Manifestación milagrosa
"Dios ha cumplido lo que nos prometió, cuando por medio del profeta Joel dijo: “En los últimos tiempos les daré a todos de mi Espíritu: hombres y mujeres hablarán de parte mía; a los jóvenes les hablaré en visiones y a los ancianos, en sueños", Hch 2:16-17.
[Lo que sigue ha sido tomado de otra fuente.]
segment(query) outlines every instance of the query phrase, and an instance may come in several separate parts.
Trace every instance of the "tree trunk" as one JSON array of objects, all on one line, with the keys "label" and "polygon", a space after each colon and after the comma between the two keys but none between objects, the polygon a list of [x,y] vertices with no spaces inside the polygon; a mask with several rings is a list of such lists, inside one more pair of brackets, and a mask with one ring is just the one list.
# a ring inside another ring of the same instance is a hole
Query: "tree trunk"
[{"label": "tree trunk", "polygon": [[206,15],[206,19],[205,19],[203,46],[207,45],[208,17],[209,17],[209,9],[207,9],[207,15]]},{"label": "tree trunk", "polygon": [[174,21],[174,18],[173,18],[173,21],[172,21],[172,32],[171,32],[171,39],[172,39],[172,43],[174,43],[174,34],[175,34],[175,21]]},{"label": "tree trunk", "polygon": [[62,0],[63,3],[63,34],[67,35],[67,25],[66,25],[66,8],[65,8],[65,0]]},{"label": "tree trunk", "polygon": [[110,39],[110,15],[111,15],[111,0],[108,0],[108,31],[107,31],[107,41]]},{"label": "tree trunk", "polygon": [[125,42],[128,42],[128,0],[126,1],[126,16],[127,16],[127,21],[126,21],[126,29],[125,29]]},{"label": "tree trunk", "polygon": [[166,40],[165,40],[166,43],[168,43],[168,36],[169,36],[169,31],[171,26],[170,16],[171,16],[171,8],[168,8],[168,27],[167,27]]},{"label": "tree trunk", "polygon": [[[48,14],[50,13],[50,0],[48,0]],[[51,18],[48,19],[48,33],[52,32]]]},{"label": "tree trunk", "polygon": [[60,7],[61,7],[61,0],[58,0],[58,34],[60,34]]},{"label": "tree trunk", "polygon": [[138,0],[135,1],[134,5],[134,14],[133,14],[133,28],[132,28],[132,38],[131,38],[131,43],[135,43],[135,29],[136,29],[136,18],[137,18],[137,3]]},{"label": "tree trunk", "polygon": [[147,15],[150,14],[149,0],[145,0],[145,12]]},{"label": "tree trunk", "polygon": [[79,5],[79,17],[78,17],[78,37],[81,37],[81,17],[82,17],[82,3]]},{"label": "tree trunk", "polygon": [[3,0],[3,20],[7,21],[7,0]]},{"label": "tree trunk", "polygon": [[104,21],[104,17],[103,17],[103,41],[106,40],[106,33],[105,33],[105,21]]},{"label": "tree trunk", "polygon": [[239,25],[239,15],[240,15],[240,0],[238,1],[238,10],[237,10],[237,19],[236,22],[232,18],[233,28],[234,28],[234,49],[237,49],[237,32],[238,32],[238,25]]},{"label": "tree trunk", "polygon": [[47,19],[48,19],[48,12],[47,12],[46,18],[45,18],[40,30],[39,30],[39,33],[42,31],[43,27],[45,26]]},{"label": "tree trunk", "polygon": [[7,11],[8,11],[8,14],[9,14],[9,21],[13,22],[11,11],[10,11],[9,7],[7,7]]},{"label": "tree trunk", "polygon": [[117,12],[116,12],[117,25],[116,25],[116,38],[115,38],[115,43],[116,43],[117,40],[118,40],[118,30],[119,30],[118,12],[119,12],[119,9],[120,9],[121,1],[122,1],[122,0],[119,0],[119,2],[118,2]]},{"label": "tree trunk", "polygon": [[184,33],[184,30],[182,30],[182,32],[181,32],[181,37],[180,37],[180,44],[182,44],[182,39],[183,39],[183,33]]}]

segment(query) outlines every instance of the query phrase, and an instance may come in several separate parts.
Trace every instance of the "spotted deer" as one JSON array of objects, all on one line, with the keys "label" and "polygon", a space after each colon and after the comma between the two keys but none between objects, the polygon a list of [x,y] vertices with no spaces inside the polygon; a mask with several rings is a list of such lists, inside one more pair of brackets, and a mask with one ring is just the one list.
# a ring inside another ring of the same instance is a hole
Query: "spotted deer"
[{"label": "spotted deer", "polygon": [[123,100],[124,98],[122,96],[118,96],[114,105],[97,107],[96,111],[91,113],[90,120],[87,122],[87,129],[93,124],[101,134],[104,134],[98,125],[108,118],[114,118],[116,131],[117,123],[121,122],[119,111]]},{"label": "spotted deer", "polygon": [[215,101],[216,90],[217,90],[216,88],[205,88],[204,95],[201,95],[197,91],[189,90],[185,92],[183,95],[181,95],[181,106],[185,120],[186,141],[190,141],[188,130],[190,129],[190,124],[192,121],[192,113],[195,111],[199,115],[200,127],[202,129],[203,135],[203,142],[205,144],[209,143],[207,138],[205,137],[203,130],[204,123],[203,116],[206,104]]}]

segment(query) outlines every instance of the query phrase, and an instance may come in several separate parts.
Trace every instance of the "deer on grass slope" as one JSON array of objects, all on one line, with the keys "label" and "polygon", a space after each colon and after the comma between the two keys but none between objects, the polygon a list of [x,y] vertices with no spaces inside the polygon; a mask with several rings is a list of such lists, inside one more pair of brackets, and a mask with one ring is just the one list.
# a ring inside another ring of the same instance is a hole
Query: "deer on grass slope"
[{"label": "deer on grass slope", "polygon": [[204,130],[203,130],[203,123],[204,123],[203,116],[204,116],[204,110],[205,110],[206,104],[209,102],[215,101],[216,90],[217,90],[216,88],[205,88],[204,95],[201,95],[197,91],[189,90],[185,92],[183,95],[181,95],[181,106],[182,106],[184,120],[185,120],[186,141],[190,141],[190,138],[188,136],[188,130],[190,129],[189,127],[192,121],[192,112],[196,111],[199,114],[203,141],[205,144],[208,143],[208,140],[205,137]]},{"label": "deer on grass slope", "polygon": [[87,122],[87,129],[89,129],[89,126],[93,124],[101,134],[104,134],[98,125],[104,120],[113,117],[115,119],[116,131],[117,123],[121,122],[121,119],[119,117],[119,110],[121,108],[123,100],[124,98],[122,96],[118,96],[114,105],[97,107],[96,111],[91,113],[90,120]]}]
En el día de Pentecostés los creyentes estaban reunidos en un mismo lugar. Los apóstoles estaban unidos en oración junto con María la madre de Jesús, varias mujeres más, los hermanos de Jesús y otros que podrían ser unos ciento veinte creyentes, Hch 1:14-15. Se les había ordenado esperar y no alejarse de Jerusalén porque dentro de pocos días serían bautizados con el Espíritu Santo y eso fue lo que sucedió.
El Espíritu es poder nivelador y descendió sobre todos. Se destaca así que se trató de una experiencia inclusiva que alcanzó a todos y que incluía a las mujeres galileas que seguían a Jesús. Fue una experiencia niveladora en una sociedad excluyente que concebía a las mujeres como menos importantes que los varones.
El Espíritu nivelador es destructor de cualquier privilegio. El derramamiento del Espíritu Santo es comunicar el mensaje, es una visitación divina y somos desafiados a ser testigos. Su voluntad es extendernos a toda la humanidad porque es un Espíritu nivelador que piensa en todas las etnias. Es multiétnico, multilingüe y multicultural. Mientras permanezcamos acá, el Señor nos llama a involucrarnos en la misión.